Now, I kid about Maxfield because I like him and his little beer bib fashion show was not something he’s ever done before or since that event, but I like to give him shit about it.

In reality, you should try to limit how much beer is spilling out of the can. It’s amazing how some guys seem to suddenly forget where the hell their mouth is when the competition starts. If someone is blatently ‘beer-bibbing’, consider penalizing them.

So that’s the Four Beer-Beer Chug.

SCORING

Before moving on the the next event, I’ll discuss how we handle scoring. Basically, we award five points for first, four points for second, three points for third, two points for fourth and one point for fifth. That’s it. Even if there are six or more team competing, only the top five score for each event.

Most of the events are team events, but several are single events. For these events, the scoring is the same. It is possible, then, for a team to double place in one of these events and score a lot of points. This happens a couple of times in the movie (Maxfield and Cameron get out to a big lead by double placing in the Hatchet Toss).

I think that covers scoring. I’ll get into the bonus beers a bit later.

HATCHET TOSS

The next event I’ll discuss is the hatchet toss. This event use to happen later in the day but at some point we realized it was probably an event that should take place before we’re all really drunk. If we’re going to throw something around when we’re hammered, it should be eggs, not hatchets.

The hatchet toss is pretty simple. It is a single event. Each person competes on their own, not as a team. Here it is:

1). The order of contestants is determined by how they finish in the previous event. So, the last place team from the previous event goes first and so on. The order is important because this event is done in rounds.

2). There is no minimum or maximum distance you need to be from your target. The only rule is that the hatchet must make at least one full revolution. If you can somehow manage that from six inches away, then that’s how close you may stand. Or, if you prefer, you can chuck it from 40 yards.

3). This is a double-elimination event. Two misses and you’re out. At the start of the round, we send people who stick the hatchet in one group and people who don’t in another group. As we progress, we create a third group for people who have missed twice. Those people are out. They suck at this event. I spend a lot of time with that group because I am really, really bad at this event.
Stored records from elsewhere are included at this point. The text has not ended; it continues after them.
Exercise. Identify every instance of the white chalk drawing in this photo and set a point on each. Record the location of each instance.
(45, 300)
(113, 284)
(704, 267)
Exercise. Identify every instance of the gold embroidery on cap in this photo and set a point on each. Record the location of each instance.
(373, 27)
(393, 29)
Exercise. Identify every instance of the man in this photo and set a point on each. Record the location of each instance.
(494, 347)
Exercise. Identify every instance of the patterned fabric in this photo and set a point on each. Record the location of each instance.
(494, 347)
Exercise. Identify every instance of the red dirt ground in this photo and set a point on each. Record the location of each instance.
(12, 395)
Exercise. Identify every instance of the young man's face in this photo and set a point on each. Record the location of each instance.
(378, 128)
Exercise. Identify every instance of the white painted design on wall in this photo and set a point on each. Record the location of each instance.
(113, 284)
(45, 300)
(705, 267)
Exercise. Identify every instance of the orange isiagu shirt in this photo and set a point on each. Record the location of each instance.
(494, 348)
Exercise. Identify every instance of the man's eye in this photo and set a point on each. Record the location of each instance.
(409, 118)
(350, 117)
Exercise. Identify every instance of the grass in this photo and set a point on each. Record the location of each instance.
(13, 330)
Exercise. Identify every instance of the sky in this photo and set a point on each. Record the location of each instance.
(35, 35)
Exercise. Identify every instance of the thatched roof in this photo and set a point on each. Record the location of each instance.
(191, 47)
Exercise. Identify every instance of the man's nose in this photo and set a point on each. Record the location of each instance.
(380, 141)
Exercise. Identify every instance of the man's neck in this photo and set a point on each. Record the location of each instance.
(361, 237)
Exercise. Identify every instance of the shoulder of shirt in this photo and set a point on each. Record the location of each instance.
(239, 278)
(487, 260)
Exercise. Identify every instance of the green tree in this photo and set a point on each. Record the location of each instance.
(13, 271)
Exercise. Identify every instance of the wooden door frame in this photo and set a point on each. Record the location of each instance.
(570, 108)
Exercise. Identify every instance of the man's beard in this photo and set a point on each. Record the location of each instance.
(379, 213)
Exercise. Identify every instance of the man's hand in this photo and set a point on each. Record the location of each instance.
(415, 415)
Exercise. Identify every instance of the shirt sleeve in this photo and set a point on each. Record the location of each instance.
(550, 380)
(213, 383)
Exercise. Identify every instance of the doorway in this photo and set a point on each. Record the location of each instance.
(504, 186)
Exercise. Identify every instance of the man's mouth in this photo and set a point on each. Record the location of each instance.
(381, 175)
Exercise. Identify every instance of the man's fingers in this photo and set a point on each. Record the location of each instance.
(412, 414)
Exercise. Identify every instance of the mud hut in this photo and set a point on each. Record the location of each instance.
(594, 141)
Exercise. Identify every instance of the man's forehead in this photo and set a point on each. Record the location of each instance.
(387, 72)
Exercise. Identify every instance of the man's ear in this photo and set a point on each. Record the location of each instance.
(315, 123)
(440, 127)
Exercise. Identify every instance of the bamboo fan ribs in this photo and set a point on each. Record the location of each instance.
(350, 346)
Even if I was allowed to stand inches from the tree or stump and allowed to drive the business end of the hatchet without throwing it, I would still probably struggle in this event.

The more I think about it, the more I think this is a stupid event. Why am I even discussing it. It’s dumb, stupid and I hate it.

Where was I? I don’t know and I don’t really care. Figure this one out on your own. Throw the hatchet and figure it out.

I just wasted ten minutes of my life trying to describe a hatchet toss. That’s ten minutes I could have spent reading the Bible or preserving wetlands. I probably would not have done either of those things, but it certainly puts things into perspective.

How about this? In terms of the Hatchet Toss, just ask me a question if you have one. That’s how we’ll handle this event.

I think that’s all I’m going to post for now, but I’ll post more soon and eventually cover everything.